Señaló hacia el ascensor, pero entendió de inmediato cuando negué con la cabeza y entonces apuntó a las escaleras.

Partí a toda velocidad y empujé a un lado a todo aquel que tuvo la mala suerte de encontrarse en mi demencial carrera hacia al quinto piso. Enfermeras y pacientes ya habían sido alertados de mi presencia por los altoparlantes del hospital, así que se refugiaron en cuanto me vieron aparecer. Un par de sujetos quisieron detenerme, pero di un tiro al aire y desistieron de inmediato, ocultándose donde pudieron.

Recorrí el pasillo de un lado a otro, hasta dar con la habitación 508. Y allí la encontré, dormida sobre la fría cama de hospital.

Me paré junto a la cabecera para verla bien. Era la misma mujer que vi en la comisaría, sólo que ahora estaba marchita y demacrada.

No había nadie más en la habitación y el único ruido que se escuchaba era el rítmico “bip” del monitor de frecuencia cardiaca que controlaba sus signos vitales.

Ya podía escuchar el barullo de los policías que corrían a detenerme. Acababan de salir del ascensor, gritándole a todo mundo que se pusieran a cubierto.

Antes de que llegaran a la habitación, hice lo que había venido a hacer.

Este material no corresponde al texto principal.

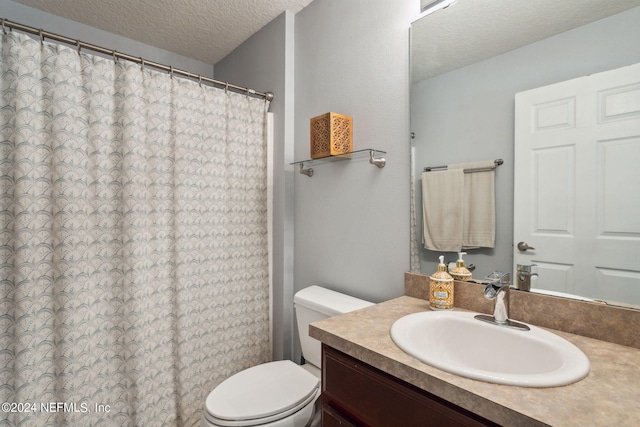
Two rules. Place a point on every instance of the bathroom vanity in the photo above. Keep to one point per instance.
(368, 380)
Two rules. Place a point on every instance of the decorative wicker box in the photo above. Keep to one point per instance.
(331, 134)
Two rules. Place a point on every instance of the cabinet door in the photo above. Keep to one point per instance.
(370, 397)
(332, 418)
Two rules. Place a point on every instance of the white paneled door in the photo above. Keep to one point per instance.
(577, 184)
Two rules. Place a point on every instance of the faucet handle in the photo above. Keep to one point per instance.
(499, 278)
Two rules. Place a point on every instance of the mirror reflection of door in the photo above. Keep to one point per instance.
(577, 180)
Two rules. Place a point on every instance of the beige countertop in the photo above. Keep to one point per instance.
(608, 396)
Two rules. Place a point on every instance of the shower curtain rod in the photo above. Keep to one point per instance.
(82, 45)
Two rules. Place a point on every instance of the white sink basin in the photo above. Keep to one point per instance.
(455, 342)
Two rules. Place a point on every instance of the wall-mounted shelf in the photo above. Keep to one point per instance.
(374, 159)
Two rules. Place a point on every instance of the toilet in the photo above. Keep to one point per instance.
(281, 393)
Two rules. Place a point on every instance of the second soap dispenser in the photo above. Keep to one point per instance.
(460, 272)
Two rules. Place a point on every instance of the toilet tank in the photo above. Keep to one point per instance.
(316, 303)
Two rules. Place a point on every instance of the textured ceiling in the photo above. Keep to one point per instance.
(206, 30)
(472, 30)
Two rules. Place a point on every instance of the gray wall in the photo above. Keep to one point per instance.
(31, 17)
(265, 63)
(351, 230)
(468, 114)
(351, 218)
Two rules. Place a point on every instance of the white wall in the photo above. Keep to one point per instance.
(468, 114)
(351, 218)
(265, 63)
(31, 17)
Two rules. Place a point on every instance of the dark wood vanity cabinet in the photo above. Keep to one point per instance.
(356, 394)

Apunté a la cabeza de la mujer durmiente y disparé dos veces, luego levanté las manos y dejé caer el arma, extenuado por el esfuerzo y la herida que sangraba profusamente. Justo en ese momento entraron los policías y se apresuraron a reducirme de acuerdo con el protocolo, poniéndome de rodillas para esposarme mientras me leían mis derechos y llamaban a un paramédico para revisar el área en que recibí el balazo.

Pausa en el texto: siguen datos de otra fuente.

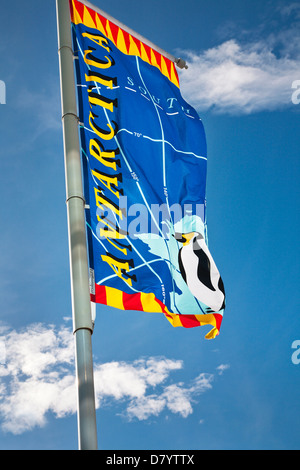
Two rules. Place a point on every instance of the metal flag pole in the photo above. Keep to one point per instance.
(81, 305)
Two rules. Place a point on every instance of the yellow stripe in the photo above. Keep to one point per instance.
(100, 26)
(121, 42)
(87, 19)
(114, 298)
(173, 319)
(149, 303)
(105, 29)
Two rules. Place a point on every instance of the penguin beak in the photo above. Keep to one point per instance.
(184, 238)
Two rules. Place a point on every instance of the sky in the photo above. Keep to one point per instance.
(159, 387)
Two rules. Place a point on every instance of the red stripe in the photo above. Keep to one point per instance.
(100, 295)
(189, 321)
(219, 319)
(132, 302)
(80, 8)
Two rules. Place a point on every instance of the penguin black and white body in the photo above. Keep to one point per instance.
(199, 271)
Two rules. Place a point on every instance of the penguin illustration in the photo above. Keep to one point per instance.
(199, 271)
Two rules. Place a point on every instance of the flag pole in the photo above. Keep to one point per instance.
(81, 305)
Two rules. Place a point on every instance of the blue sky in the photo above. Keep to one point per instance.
(159, 387)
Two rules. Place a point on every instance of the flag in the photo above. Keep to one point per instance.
(144, 165)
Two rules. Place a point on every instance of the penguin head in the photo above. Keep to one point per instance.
(185, 238)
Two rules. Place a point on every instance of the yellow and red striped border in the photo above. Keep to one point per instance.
(125, 42)
(147, 302)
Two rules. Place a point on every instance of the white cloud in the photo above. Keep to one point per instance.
(242, 78)
(38, 378)
(222, 367)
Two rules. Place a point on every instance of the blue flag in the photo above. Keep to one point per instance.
(144, 164)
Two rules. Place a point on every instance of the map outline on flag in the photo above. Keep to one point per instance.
(144, 164)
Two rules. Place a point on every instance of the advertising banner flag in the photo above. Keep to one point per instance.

Pasaría muchos años en la cárcel, pero acababa de ajusticiar al monstruo que asesinó a Lozano.

Sin embargo, en el instante en que dos hombres me levantaban, el horrible espectro emergió del cuerpo de la mujer y se alzó sobre la camilla. Sus ojos de locura se fijaron en los míos y la horrible boca se abrió en una mueca siniestra cuando voló hacia mí.

Grité y me sacudí con desesperación. Los policías pensaron que era un intento de escape y me neutralizaron con fuerza. Ninguno de ellos pudo ver la entidad que se metía en mi cuerpo a medida que mi conciencia se desvanecía. No fui capaz de comprender si se debía al sangrado o a la fuerza maligna que se apoderaba de mi cuerpo, pero me desvanecí con rapidez.

Cuando desperté, no lo hice del todo. No podía abrir los ojos ni mover un solo músculo. Estaba encerrado en mi propio cuerpo, sumido en una nebulosa que no me permitía distinguir otra cosa más que la desesperación de estar atrapado en un ataúd de carne y huesos, relegado a un espacio recóndito e insignificante de mi ser, mientras otra persona, una criatura arcaica y abominable, me usaba para mantenerse anclada al mundo material y así seguir alimentándose de las almas de los hombres que ella misma, cuando sintiera hambre, saldría a cazar aparentando ser yo.